Deducting the first-trust lien from fair market value leaves a fair-market-value equity of between $1,830 and $7,830. If, as Ms. Dorgett asserts and the debtor does not deny, he and she share equally in this equity because they are joint tenants,[1] his share of the fair-market-value equity would thus be from $915 to $3,915. His claim of exemption in the property, $4,256, is greater than his share of the equity. Therefore, his entire "aggregate interest" in the property can be claimed as exempt, because his "aggregate interest" does not exceed the statutory limit, and under 11 U.S.C. § 522(d) (1) he is entitled to exempt his "aggregate interest, not to exceed" the statutory maximum.

This result is even more apparent in view of the decision by Judge Whelan of this Court in the case of In re Walsh, 5 B.R. 239, 6 B.C.D. 793 (Bkrtcy.Dist.Col.1980). There, Judge Whelan held that, in a Chapter 7 liquidation bankruptcy case, such as this one, "value" (for purposes of a § 522(d) and (f) computation) means liquidation value, not full fair market value. Since liquidation value is bound to be substantially less than fair market value, it is obvious that in this case there is no liquidation-value equity at all in the property.

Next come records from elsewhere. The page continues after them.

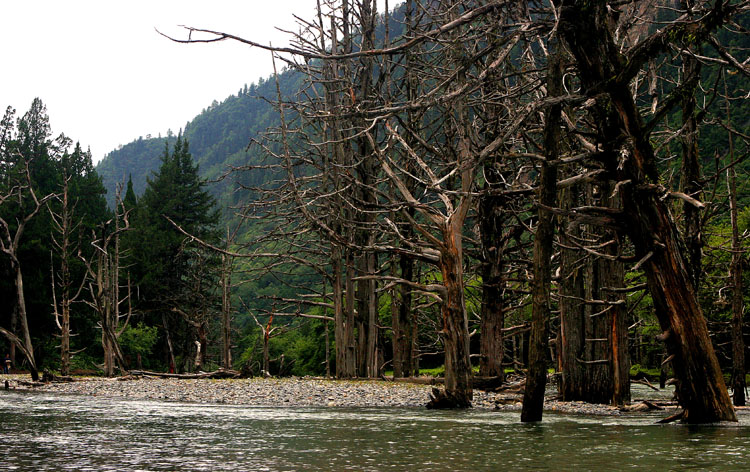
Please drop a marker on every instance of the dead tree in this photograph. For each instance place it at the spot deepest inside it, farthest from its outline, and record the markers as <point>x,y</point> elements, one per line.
<point>629,157</point>
<point>67,246</point>
<point>103,269</point>
<point>22,195</point>
<point>533,398</point>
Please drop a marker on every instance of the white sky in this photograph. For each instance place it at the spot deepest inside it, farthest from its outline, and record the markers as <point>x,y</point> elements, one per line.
<point>107,77</point>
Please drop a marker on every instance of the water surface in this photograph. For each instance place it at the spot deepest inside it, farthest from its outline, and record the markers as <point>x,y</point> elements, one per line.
<point>48,432</point>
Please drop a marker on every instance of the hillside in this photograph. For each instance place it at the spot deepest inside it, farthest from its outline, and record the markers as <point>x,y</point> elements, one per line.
<point>218,137</point>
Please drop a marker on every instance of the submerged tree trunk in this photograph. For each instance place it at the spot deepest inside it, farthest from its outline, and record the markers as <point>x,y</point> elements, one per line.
<point>738,302</point>
<point>647,220</point>
<point>21,305</point>
<point>533,397</point>
<point>491,222</point>
<point>572,316</point>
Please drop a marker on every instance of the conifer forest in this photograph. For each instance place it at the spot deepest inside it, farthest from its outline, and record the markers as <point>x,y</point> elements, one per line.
<point>493,193</point>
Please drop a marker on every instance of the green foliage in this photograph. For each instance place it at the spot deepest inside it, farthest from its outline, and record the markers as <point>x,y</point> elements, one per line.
<point>138,340</point>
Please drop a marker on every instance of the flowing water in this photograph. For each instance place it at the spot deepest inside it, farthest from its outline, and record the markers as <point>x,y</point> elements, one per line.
<point>46,432</point>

Since the debtor has not claimed an exemption he is not entitled to, Ms. Dorgett's objection to the debtor's claim of exemptions should be denied. Upon the debtor's filing of a motion to avoid the judicial lien, he will also be entitled to have that lien avoided as to the subject property. An order overruling and denying the objection to the debtor's claim of exemption is being entered today.

NOTES

[1] The Court believes that counsel for the parties are in error on this point too, and that the correct method for determining the percentage of value owned by each of two equal-ownership joint tenants requires that the life expectancy of each of them be determined, in order to compute the likelihood that one will survive the other and thus become entitled to the whole of the property after a certain period of years. In view of this Court's decision, however, the precise percentage does not matter. No matter whether 1% or 99% of the value were in the debtor, the result would be the same, in view of In re Walsh, 5 B.R. 239, 6 B.C.D. 793 (Bkrtcy. Dist.Col.1980), discussed in the text.